The biggest difference: they'll keep us updated more clearly on exactly how they're messing with our heads.

(Photo via Getty)

(Photo via Getty)

Facebook is mastering the art of responding to criticism and controversy with empty apologies and meaningless policy changes.

Facebook CTO Mike Schroepfer announced on Thursday that Facebook will be opening a new research website to showcase the way they experiment on users for the sake of “[building] a better Facebook.” As part of the announcement, Mr. Schroepfer outlined the ways they’ll prevent another publicity crisis, a la their last mass manipulation — but it doesn’t sound to us like they’ll actually be changing the way they do business.

A quick refresher: Facebook ran a study on hundreds of thousands of unwitting users in which researchers manipulated the kinds of posts that appeared in those users’ feeds. Then, they measured whether or not seeing positive or negative posts affected how those users shared status updates.

The study basically proved nothing. Facebook found that the effects of their mood manipulations were about the size of a rounding error, and the researchers themselves admitted they were barely measurable. Regardless of the inefficacy of the study, the media spent weeks driving back and forth over Facebook while they lay in the proverbial driveway.
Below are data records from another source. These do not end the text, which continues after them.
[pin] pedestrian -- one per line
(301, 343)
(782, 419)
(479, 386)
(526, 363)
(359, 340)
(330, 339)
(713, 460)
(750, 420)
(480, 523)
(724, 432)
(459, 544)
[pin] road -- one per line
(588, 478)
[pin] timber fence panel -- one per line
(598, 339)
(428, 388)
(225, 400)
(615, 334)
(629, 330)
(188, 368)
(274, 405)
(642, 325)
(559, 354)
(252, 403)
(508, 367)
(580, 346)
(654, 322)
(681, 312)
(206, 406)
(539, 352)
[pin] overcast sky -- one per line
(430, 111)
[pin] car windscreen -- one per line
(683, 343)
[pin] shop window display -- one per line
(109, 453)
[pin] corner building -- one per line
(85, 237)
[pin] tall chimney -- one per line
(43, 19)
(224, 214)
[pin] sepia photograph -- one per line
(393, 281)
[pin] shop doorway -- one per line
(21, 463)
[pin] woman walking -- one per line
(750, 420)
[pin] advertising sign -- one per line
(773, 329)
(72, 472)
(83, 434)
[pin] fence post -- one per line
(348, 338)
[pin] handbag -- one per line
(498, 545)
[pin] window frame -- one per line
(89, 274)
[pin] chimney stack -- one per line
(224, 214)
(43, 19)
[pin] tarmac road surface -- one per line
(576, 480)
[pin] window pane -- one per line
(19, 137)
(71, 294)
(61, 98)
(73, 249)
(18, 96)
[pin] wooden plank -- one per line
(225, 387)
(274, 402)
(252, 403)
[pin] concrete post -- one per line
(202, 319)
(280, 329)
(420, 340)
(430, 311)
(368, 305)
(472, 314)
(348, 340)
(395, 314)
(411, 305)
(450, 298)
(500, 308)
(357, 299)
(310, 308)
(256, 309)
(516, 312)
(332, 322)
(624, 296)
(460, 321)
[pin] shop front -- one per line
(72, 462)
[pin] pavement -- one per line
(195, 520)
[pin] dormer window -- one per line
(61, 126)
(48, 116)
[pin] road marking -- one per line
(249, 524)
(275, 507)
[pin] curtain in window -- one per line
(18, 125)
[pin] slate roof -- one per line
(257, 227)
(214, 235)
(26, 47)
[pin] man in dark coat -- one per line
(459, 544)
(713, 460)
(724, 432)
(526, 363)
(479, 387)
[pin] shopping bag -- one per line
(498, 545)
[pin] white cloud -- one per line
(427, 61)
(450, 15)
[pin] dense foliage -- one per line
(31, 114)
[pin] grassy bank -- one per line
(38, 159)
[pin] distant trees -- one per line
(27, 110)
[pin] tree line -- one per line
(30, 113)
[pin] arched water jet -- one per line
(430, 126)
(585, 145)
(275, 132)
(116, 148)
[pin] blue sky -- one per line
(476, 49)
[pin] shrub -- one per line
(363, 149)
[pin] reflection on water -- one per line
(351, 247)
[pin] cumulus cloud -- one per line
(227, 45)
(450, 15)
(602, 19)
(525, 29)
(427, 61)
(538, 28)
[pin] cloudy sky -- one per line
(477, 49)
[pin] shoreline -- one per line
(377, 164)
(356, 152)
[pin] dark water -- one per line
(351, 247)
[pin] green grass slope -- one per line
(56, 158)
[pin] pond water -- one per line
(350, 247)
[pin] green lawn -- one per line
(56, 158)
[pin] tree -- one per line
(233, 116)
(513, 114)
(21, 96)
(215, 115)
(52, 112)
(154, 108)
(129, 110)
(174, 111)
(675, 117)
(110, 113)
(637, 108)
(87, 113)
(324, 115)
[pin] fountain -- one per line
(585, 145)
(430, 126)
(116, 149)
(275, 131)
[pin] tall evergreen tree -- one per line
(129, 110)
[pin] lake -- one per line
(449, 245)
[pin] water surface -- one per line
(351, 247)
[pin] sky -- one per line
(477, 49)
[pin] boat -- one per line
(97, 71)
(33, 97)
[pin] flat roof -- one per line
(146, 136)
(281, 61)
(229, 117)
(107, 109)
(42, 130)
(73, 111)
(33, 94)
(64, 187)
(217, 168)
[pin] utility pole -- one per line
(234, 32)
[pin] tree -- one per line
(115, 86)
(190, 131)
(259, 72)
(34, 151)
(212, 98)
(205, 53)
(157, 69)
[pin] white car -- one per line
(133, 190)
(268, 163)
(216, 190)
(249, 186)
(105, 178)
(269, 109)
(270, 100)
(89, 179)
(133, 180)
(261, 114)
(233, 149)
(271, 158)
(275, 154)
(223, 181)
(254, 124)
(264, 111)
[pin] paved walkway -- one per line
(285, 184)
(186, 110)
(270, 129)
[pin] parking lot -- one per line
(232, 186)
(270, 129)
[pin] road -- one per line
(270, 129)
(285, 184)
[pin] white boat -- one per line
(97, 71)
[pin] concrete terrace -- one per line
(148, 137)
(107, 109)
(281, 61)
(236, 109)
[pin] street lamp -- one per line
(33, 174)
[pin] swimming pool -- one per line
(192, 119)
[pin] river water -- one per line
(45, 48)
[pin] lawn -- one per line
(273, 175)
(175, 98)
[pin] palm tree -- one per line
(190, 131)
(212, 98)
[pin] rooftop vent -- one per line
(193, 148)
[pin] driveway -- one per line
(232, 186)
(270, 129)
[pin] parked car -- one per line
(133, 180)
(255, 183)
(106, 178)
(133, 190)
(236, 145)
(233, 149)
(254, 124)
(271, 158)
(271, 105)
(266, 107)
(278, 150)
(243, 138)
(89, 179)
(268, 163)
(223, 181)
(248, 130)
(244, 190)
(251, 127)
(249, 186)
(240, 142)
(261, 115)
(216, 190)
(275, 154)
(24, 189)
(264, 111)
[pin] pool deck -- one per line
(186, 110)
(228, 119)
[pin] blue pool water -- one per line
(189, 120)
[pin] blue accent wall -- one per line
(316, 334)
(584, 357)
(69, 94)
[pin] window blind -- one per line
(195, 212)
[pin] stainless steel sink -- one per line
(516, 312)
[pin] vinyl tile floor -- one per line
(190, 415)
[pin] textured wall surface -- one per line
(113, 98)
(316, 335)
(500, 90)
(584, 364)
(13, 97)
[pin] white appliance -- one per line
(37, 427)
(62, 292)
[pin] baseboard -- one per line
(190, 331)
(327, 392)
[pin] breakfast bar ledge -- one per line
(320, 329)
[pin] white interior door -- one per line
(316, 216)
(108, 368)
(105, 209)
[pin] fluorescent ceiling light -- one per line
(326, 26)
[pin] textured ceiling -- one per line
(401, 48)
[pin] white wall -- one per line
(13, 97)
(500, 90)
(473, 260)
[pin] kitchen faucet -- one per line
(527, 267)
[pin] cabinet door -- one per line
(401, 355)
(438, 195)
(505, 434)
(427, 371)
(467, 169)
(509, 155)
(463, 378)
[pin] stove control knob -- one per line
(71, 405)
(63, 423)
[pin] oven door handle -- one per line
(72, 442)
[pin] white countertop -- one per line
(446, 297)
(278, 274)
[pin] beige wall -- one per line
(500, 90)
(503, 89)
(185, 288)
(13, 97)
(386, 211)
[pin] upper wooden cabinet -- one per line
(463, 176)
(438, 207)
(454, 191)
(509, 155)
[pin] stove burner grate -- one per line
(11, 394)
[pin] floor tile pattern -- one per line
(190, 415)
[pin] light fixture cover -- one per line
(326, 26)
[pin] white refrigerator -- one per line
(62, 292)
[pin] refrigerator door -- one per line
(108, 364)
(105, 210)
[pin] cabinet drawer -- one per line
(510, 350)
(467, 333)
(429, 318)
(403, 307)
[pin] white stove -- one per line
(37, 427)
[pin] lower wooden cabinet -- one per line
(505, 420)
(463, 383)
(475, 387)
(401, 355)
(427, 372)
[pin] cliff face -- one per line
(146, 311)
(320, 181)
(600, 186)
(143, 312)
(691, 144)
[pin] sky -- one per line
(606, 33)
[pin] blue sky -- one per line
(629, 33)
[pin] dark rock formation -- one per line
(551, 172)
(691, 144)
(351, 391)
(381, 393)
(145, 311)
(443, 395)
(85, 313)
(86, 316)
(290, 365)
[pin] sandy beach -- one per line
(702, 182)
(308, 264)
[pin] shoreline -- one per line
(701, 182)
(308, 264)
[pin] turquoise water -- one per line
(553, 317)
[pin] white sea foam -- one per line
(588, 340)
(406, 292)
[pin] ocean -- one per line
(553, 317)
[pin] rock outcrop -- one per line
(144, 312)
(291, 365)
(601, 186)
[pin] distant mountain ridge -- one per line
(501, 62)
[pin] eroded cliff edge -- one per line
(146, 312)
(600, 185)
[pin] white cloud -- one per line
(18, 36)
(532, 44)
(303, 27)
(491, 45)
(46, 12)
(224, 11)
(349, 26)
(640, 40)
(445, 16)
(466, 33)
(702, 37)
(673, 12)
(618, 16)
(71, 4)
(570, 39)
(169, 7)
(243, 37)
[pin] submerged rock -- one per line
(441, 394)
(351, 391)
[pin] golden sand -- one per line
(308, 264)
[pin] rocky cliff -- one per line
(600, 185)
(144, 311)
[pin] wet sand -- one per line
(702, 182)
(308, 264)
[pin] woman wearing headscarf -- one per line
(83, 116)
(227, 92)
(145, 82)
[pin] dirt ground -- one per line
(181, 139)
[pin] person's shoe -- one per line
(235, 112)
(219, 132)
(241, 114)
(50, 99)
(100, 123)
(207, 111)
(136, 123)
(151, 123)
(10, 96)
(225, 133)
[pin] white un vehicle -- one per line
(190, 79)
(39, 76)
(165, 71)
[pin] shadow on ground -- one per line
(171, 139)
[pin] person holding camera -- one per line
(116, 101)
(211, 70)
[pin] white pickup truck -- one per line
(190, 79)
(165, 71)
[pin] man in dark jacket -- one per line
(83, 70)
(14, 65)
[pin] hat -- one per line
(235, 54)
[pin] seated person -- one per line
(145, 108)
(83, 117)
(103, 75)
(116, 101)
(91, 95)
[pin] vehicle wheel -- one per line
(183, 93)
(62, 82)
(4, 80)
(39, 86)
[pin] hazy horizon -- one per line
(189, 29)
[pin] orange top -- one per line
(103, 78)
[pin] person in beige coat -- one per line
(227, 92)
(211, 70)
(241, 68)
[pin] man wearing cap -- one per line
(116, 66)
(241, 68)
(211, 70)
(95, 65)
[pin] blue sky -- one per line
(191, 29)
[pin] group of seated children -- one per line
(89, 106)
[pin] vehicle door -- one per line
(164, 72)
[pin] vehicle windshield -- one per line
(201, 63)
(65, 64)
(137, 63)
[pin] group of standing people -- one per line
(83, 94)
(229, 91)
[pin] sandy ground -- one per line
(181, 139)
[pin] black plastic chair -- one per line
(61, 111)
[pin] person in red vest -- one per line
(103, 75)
Facebook never apologized, only ever saying that they should have “communicated better.”

“Although this subject matter was important to research, we were unprepared for the reaction the paper received when it was published and have taken to heart the comments and criticism,” Mr. Schroepfer wrote in the latest announcement. “It is clear now that there are things we should have done differently.”

So what kind of changes will Facebook be making? They’ll start by establishing clearer guidelines and making sure more people are monitoring the research. They’ll also educate new engineers with workshops and updates to their “annual privacy and security training,” which sounds like the research ethics version of sensitivity training.

Here is what they will not do (besides admit they did anything wrong):

  • Get a third-party monitor: The new group that will keep tabs on Facebook’s experiments will be “a panel including our most senior subject-area researchers, along with people from our engineering, research, legal, privacy and policy teams.” All of these people, presumably, are employees of Facebook.
  • Inform users that they are guinea pigs: Websites A/B test their users all of the time, but every ethicist worth their salt has criticized Facebook for running a mood manipulation experiment without letting anyone know upfront that it was even possible that they could be manipulated.
  • Let users opt-out: Even without letting someone know that they are being tested, they could still offer an option buried away in Facebook’s settings to the effect of: “Click here if you would like us to not toy with your emotions for product development purposes.” No word yet on the release of a do-not-mess-with-my-head button.

It could be worse: shortly after Facebook took a beating for their research, OkCupid gleefully announced its own bizarre, prank-like experiments on its users and received a much less harsh blow-back, largely because of how unashamed their bragging was.

Over the years, we’ve come to accept that the biggest tech companies of our time spy on us, sell our data, and use our private information as tools to sell ads. Now that Facebook has made it very clear that they are going to keep running experiments on users — and don’t much care how we feel about it — we’re one step closer to accepting it as a given that mass manipulation is, as OkCupid’s Christian Rudder puts it, another part of “how websites work.”